Palembang, Sumselprov.go.id -- Pada saat gelaran Asian Games 2018 pada bulan Agustus mendatang, operasional Light Rail Transit (LRT) atau kereta api ringan tak hanya dirasakan para atlet dari berbagai negara Asia saja.

Masyarakat umum juga berkesempatan menggunakan moda transportasi anyar si ular besi LRT itu untuk melakukan aktifitas saat gelaran multi even se Benua Asia tersebut berlangsung. 

PPK LRT Sumsel, Suranto menerangkan operasional LRT memang difokuskan untuk mengantar dan menjemput para atlet, akan tetapi pada jam-jam tertentu masyarakat juga bisa menggunakan LRT sebagai transportasi umum. 

Apalagi pada gelaran Asian Games nanti Jembatan Ampera akan ditutup,  jadi LRT sangat dibutuhkan masyarakat untuk beraktifitas. 
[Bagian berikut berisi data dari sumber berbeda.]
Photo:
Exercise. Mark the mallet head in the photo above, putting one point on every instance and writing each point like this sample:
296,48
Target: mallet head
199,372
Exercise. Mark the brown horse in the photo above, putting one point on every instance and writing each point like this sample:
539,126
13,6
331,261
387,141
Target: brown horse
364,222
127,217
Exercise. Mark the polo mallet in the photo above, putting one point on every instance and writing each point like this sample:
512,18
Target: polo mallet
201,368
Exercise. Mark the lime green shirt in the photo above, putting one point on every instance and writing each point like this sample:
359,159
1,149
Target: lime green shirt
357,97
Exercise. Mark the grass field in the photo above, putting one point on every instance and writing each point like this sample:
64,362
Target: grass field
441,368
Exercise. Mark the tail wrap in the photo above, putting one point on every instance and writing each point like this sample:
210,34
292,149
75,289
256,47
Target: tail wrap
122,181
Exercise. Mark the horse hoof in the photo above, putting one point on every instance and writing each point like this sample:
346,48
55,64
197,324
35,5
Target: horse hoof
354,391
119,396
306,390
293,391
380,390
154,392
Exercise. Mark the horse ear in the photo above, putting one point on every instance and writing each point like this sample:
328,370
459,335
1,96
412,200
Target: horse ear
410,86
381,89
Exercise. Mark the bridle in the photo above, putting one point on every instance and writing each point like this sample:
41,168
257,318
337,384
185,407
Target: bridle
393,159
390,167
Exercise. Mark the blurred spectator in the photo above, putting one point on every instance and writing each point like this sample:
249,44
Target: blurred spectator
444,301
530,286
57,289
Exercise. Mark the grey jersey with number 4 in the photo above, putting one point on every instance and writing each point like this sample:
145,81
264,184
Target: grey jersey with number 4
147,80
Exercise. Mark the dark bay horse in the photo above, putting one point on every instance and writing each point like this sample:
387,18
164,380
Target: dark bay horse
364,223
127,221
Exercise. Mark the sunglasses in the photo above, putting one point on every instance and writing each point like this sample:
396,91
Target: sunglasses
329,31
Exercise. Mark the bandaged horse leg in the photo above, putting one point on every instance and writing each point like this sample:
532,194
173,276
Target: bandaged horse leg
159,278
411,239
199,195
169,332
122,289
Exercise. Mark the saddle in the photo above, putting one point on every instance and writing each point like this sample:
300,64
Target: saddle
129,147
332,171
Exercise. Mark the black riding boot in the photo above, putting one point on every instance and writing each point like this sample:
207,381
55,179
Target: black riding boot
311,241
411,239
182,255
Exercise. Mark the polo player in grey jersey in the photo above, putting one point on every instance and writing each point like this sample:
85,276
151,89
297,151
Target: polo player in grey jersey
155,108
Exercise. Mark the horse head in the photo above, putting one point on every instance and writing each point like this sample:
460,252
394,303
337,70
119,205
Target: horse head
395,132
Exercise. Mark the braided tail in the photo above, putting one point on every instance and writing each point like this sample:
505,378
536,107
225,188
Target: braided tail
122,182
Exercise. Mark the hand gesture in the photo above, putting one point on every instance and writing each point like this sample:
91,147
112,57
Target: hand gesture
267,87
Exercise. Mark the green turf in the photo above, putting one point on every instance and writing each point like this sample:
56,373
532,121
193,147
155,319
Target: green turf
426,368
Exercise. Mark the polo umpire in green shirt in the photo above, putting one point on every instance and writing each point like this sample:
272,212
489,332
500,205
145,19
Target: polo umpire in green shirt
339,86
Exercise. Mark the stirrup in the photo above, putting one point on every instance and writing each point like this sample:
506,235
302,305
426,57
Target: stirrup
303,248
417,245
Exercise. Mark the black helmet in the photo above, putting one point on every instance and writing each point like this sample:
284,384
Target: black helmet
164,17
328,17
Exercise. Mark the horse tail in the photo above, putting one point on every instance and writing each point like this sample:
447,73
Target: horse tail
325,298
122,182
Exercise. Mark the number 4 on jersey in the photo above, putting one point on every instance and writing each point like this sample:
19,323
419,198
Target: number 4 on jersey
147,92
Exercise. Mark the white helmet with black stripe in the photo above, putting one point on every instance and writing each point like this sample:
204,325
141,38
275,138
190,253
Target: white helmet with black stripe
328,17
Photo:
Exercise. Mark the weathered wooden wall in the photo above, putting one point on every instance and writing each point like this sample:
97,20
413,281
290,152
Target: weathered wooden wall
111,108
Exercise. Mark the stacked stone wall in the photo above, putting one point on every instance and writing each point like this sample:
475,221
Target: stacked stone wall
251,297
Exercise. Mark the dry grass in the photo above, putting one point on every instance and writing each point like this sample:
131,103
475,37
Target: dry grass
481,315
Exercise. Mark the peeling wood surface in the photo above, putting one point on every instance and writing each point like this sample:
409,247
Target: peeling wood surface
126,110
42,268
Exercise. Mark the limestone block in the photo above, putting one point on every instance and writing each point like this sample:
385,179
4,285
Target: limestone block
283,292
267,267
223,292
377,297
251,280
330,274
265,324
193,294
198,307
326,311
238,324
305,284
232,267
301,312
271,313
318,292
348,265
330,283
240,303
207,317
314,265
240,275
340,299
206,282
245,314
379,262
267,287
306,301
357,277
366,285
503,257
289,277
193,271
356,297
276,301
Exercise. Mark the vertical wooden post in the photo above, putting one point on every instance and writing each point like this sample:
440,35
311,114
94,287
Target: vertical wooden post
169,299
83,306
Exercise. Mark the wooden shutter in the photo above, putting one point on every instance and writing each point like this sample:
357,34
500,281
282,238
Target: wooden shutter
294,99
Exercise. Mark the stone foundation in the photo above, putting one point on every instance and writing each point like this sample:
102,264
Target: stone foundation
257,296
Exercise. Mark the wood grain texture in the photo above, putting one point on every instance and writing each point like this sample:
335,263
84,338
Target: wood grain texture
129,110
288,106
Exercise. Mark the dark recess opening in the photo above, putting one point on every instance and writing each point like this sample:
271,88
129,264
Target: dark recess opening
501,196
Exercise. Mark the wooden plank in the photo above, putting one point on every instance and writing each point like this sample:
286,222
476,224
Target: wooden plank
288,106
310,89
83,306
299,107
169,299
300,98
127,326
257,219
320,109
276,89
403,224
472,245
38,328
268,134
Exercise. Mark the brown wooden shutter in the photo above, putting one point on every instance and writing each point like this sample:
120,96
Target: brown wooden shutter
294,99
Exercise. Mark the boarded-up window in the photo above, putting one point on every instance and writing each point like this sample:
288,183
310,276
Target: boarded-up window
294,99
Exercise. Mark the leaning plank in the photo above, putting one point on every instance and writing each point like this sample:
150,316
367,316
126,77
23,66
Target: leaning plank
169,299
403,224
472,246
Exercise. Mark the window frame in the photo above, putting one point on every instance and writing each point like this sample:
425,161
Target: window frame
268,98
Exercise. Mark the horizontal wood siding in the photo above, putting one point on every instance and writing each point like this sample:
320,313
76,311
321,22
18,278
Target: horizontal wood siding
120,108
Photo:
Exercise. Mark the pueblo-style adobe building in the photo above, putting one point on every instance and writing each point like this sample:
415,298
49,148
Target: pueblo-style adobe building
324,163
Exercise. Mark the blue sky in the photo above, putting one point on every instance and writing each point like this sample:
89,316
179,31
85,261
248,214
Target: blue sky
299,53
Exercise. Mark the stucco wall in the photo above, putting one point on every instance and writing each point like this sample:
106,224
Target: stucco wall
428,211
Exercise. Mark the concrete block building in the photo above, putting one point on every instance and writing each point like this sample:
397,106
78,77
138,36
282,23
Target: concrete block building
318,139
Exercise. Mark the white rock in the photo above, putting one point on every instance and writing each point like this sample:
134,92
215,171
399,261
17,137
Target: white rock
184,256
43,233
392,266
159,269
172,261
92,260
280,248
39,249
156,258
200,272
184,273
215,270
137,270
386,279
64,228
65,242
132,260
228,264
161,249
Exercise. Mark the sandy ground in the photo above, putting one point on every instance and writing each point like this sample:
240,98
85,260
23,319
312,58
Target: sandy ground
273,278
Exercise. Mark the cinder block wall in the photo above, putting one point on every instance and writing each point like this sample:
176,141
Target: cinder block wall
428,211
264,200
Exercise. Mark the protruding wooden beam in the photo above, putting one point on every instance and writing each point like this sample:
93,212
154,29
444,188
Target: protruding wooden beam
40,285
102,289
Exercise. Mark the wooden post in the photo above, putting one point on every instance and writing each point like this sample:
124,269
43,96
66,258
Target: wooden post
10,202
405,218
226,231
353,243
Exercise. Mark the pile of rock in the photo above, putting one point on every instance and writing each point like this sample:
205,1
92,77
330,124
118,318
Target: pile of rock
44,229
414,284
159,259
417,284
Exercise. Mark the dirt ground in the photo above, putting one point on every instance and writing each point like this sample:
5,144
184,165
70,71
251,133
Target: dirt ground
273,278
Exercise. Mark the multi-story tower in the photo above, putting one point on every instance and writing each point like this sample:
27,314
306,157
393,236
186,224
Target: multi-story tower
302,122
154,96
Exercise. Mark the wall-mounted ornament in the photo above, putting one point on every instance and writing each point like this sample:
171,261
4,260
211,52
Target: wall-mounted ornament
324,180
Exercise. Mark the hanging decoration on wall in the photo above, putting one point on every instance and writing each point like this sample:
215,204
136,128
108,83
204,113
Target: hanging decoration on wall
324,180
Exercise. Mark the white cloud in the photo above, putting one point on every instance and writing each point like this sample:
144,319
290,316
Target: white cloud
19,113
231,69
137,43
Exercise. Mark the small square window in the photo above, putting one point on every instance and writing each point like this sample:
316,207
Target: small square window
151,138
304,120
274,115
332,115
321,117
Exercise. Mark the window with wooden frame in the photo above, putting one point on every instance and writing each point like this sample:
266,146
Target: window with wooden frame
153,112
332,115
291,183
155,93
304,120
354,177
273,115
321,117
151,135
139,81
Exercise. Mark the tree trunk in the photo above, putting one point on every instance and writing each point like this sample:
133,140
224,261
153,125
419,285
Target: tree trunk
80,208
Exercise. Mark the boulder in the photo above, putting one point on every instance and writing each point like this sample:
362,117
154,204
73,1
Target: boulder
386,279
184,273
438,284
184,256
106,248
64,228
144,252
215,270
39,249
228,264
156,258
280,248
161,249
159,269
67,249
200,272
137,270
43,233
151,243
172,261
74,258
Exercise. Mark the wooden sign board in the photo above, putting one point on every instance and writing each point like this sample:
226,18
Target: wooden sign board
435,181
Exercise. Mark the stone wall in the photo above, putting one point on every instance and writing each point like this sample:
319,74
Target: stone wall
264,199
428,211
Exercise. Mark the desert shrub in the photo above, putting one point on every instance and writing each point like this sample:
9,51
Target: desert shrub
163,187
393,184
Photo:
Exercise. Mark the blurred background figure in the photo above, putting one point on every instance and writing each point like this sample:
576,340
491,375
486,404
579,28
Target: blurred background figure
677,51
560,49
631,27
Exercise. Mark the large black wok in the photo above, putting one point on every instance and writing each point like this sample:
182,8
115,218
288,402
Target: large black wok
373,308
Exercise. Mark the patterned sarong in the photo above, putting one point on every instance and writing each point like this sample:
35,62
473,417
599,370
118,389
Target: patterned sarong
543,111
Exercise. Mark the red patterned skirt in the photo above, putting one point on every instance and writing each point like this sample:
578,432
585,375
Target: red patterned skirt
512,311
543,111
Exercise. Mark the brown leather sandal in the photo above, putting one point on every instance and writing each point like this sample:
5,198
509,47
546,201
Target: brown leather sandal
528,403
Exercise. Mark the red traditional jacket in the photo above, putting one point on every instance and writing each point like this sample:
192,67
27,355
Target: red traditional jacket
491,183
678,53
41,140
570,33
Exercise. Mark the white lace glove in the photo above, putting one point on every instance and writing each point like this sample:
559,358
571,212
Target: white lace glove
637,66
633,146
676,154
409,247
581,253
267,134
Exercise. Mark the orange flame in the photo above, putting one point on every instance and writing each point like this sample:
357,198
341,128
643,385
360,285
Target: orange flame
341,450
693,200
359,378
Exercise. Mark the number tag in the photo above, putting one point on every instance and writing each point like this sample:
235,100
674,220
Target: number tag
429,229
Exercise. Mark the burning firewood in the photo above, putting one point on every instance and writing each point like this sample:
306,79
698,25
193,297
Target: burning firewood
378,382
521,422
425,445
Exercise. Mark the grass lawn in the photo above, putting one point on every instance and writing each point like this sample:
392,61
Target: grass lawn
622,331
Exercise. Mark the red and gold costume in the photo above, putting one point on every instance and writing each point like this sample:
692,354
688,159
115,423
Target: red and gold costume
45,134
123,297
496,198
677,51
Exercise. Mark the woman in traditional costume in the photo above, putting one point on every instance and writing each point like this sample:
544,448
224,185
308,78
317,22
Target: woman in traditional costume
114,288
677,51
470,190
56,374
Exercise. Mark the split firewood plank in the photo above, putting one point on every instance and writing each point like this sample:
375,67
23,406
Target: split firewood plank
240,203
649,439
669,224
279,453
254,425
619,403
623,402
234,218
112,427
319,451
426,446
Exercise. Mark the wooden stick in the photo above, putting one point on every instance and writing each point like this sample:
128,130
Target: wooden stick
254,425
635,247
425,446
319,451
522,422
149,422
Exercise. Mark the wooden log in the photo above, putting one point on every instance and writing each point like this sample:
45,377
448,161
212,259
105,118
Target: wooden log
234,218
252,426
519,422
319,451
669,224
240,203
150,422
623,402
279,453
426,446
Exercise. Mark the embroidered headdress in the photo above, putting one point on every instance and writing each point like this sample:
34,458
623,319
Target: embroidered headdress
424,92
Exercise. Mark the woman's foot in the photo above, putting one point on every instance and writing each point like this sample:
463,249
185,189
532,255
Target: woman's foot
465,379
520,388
"Atlet memang prioritas kita, tapi kan ada jam-jam tertentunya atlet tidak naik LRT. Apalagi Ampera akan ditutup, jadi masyarakat bisa menggunakan LRT," katanya,  Senin (30/7/2018).

Kendati masyarakat bisa menggunakan LRT pada saat Asian Games,  namun untuk operasional secara penuh seluruh stasiun baru bisa beroperasi usai ajang olahraga akbar tersebut usai. 

Dalam ujicoba terbatas saat ini pihaknya masih menggunakan 2 trainset LRT.  Setelah di buka secara penuh untuk umum barulah 4 trainset bakal beroperasional. 

"Sekarang kan masih ujicoba terbatas sampai 31 Juli,  setelah itu kita akan matangkan persiapan jelang Asian Games," ungkap Suranto seperti dikutif dari Sripoku.com

Suranto menambahkan,  untuk saat ini tiket LRT masih disubsidi oleh pemerintah. Adapun untuk tarifnya Rp 5.000 dan Rp 10.000 sampai stasiun bandara. Harga tiket tersebut berlaku untuk Asian Games saja,  sementara untuk harga resminya masih digodok oleh pemerintah pusat. 

"Sekarang kan belum operasi penuh,  jadi untuk jadwal keberangkatan pasti juga masih belum jadi patokan. Karena setelah operasi penuh semua stasiun pasti berubah," ungkap Suranto.